5. Immanuel Kant (1724
- 1804 SM), filsafat adalah ilmu pokok pangkal dan pangkal dari segala pengetahuan, yang mencakup
didalamya empat persoalan: (1) apa yang dapat kita ketahui ? dijawab oleh
metafisika; (2) apa yanag boleh kita kerjakan ? dijawab oleh etika; (3) apa yang
dinamakan manusia ? dijawab oleh antropologi; (4) sampai dimana harapan kita ?
dijawab oleh agama.
6. Langeveld, filsafat adalah berpikir tentang
masalah-masalah yang akhir dan yang menentukan, yaitu masalah-masalah yang
mengenai makna keadaan, Tuhan keabadian dan kebebasan.

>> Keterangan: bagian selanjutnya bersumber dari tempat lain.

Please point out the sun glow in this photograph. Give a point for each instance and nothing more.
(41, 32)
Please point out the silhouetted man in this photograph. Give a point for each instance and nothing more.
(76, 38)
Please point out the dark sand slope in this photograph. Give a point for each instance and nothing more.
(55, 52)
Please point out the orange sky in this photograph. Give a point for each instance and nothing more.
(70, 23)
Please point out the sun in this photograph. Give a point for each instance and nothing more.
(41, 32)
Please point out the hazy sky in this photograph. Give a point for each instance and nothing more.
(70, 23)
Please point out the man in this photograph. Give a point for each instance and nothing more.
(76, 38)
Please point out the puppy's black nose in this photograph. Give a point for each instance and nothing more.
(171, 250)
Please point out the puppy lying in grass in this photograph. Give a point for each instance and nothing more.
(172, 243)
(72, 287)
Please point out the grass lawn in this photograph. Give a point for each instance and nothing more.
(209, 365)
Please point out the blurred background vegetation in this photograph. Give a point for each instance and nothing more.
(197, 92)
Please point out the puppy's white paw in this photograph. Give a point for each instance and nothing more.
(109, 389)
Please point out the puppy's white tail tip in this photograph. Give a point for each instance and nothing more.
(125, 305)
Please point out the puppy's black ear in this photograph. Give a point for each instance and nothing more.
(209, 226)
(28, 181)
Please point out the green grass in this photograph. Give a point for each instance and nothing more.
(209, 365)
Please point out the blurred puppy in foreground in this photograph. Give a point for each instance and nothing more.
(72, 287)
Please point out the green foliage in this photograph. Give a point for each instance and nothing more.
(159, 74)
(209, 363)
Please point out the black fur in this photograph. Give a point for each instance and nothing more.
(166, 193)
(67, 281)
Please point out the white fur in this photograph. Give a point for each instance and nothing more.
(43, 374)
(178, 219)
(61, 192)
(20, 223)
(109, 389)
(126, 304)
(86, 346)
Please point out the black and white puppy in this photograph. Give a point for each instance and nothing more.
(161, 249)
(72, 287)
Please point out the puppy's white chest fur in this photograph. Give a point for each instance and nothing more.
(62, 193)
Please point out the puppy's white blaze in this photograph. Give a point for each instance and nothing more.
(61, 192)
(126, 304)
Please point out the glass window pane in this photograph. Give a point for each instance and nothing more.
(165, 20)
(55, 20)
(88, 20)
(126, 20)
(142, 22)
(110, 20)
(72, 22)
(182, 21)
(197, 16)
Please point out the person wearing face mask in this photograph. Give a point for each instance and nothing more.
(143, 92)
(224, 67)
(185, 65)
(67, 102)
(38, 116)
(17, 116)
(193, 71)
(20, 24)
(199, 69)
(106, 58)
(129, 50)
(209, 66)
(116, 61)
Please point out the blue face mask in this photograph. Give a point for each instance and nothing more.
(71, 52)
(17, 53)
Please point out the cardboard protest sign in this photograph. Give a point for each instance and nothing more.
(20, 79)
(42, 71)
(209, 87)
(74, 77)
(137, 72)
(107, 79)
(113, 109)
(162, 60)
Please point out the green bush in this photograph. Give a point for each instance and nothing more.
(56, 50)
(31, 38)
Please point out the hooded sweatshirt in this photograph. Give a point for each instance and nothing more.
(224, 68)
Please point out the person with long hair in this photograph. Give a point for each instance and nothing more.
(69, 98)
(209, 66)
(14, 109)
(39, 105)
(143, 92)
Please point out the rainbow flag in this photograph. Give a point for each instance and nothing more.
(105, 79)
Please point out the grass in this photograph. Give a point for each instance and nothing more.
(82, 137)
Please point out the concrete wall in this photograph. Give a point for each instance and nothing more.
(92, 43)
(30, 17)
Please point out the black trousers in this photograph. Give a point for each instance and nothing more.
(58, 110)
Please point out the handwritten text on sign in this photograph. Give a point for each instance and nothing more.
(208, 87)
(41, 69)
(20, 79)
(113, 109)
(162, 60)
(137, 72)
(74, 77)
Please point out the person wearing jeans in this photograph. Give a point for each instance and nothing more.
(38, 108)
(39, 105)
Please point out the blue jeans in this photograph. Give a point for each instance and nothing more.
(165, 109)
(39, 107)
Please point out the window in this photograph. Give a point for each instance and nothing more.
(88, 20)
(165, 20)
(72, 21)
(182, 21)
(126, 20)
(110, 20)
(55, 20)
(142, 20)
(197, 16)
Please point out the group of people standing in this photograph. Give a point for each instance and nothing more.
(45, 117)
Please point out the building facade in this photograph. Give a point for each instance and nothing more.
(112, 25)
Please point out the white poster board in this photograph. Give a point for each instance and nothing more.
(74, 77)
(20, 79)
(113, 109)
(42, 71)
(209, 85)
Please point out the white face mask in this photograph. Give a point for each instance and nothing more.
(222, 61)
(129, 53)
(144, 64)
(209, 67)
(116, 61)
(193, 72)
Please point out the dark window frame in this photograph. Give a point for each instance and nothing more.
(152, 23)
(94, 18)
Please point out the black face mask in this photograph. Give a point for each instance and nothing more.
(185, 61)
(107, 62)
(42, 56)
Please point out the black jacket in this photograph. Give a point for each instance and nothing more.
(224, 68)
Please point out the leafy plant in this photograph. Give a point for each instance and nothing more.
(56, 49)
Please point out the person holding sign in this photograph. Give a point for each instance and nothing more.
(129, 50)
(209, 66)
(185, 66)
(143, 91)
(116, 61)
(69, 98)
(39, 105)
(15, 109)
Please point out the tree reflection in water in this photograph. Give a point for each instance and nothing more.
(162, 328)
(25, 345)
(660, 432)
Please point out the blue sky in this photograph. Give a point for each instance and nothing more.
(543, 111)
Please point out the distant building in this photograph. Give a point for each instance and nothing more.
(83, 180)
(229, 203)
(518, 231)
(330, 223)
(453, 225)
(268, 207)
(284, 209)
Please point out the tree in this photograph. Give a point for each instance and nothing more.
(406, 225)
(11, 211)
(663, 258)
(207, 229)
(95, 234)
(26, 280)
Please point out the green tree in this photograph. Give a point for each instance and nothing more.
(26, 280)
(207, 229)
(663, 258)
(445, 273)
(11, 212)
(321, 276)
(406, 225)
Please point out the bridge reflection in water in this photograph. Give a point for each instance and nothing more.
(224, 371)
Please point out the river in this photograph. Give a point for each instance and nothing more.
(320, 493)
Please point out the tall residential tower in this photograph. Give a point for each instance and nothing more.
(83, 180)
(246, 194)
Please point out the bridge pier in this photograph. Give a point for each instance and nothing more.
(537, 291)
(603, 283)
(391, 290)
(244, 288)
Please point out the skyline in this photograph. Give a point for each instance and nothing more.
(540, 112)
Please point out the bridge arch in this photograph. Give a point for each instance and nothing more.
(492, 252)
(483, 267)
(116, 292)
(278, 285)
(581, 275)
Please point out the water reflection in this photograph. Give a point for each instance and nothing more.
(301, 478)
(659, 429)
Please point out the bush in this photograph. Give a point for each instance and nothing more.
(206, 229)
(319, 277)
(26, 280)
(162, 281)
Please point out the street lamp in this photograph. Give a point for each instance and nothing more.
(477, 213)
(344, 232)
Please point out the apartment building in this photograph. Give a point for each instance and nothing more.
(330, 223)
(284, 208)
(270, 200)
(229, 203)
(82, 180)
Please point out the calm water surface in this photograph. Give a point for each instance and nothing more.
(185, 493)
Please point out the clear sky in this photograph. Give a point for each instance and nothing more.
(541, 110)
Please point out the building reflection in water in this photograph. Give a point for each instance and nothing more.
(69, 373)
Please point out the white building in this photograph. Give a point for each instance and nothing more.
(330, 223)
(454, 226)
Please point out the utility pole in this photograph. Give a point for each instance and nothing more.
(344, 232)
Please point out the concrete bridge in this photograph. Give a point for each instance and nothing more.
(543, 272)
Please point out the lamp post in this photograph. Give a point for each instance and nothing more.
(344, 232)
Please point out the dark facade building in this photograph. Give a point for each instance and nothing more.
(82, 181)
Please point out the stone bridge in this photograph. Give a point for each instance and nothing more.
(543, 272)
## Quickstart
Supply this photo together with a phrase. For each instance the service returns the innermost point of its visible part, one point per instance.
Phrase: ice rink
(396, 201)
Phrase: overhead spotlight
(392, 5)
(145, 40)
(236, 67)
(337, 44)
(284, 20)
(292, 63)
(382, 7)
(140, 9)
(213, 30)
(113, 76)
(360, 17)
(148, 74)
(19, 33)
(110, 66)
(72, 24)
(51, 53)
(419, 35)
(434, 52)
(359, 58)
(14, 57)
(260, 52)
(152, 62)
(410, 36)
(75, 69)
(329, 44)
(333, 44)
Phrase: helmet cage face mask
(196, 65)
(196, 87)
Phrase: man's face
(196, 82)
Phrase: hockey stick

7. Hasbullah Bakry, filsafat adalah ilmu yang menyelidiki
segala sesuatu dengan mendalam mengenai ketuhanan, alam semesta dan manusia
senhingga dapat menghasilkan pengetahuan tentang bagaimana hakikatnya sejauh
yang dapat dicapai akal manusia dan bagaimana sikap manusia itu seharusnya
setelah mencapai pengetahuan itu.
8. Sikun Pribadi (1981) mengartikan bahwa “filsafat
adalah suatu usaha manusia untuk memperoleh pandangan atau konsepsi tentang
segala yang ada, dan apa makna hidup manusia di alam semesta ini”
Berdasarkan
pendapat para filsut di atas, maka dapat disimpulkan bahwa filsafat (philosophia) merupakan
proses berpikir untuk memperoleh jawaban dari berbagai permasalahan dengan
menggunakan empat karakter berpikir yaitu logika, sistematis, radikal dan
universal. Seorang filsut adalah pencari kebijaksanaan, ia adalah pencinta
kebijaksanaan dalam arti hakikat. Seorang filsut mencintai atau mencari kebijaksanaan
dalam arti yang sedalam-dalamnya.
B.
Karakteristik
Filsafat
Pemikiran kefilsafatan memiliki
ciri-ciri khas (karakteristik) tertentu, sebagian besar filsut berbeda pendapat
mengenai karakteristik pemikiran kefilsafatan. Apabila perbedaan pendapat
tersebut dipahami secara teliti dan mendalam, maka karakteristik pemikiran
kefilsafatan tersebut terdiri dari:
1.
Radikal, artinya berpikir sampai
keakar-akarnya, sampai pada hakekat atau sustansi, esensi yang dipikirkan.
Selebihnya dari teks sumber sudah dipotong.